El gran cine soviético: 1954-1991 (1/3)

El gran cine soviético: 1954-1991 (1/3)

Por | 5 de junio de 2017

El espejo (Zérkalo, 1974)

La muerte de Iósif Stalin redefinió la vida en la Unión Soviética. Terminó el Gran Terror –aunque no del todo el estado policial y de delación del vecino– y terminó el realismo socialista –sin embargo, se mantuvo la censura. En el cine, esto se manifestó en una libertad creativa inédita. Tanto cineastas hechos y derechos que frenaron sus búsquedas formales y por fin podían perseguir carreras, si no truncadas, hiperlimitadas, como nuevos talentos, generaron una época de oro del cine mundial.

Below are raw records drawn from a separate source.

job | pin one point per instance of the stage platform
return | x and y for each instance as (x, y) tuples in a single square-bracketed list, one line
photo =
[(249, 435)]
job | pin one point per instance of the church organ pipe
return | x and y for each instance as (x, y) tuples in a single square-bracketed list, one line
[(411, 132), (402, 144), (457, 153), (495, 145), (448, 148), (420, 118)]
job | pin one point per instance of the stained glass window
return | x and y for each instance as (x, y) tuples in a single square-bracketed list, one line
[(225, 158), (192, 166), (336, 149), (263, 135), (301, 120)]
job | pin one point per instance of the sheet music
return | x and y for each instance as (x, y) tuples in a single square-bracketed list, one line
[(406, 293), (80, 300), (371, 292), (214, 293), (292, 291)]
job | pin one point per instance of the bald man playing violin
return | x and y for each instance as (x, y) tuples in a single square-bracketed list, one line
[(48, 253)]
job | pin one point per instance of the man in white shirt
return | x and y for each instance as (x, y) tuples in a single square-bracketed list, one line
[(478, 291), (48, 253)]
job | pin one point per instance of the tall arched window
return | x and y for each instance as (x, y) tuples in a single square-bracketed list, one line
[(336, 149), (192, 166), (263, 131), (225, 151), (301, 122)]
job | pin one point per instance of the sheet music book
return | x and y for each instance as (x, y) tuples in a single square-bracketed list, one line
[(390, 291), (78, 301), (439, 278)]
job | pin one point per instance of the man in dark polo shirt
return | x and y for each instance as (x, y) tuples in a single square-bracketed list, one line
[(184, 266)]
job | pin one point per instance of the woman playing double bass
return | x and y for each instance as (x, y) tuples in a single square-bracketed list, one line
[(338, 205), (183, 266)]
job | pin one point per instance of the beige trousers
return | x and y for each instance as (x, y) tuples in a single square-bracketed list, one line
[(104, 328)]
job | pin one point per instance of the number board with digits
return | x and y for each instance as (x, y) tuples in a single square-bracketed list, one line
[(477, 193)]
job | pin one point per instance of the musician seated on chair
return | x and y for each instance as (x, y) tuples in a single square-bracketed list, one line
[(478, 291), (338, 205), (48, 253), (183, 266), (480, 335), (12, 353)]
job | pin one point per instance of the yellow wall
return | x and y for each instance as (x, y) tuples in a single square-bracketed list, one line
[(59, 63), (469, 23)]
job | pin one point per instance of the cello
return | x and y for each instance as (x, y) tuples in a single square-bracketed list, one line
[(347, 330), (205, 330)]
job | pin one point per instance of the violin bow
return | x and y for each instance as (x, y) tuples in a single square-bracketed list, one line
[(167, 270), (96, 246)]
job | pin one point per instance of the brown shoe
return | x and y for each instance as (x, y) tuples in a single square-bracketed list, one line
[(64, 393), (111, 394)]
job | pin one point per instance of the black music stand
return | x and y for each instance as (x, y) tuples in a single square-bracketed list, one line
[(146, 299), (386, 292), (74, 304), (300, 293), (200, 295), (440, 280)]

Es de notar que, si bien se permitía y se fomentaba explorar las formas y los temas, prácticamente todos los cineastas reconocidos en el «mundo libre» fueron censurados en algún momento. La mayor parte de los proyectos almacenados o truncados fue exhumada de bóvedas imprecisas o financiada para su conclusión cuando Mijaíl Gorbachov nombró a Elem Klímov primer secretario del Sindicato de Cineastas, durante la Perestroika.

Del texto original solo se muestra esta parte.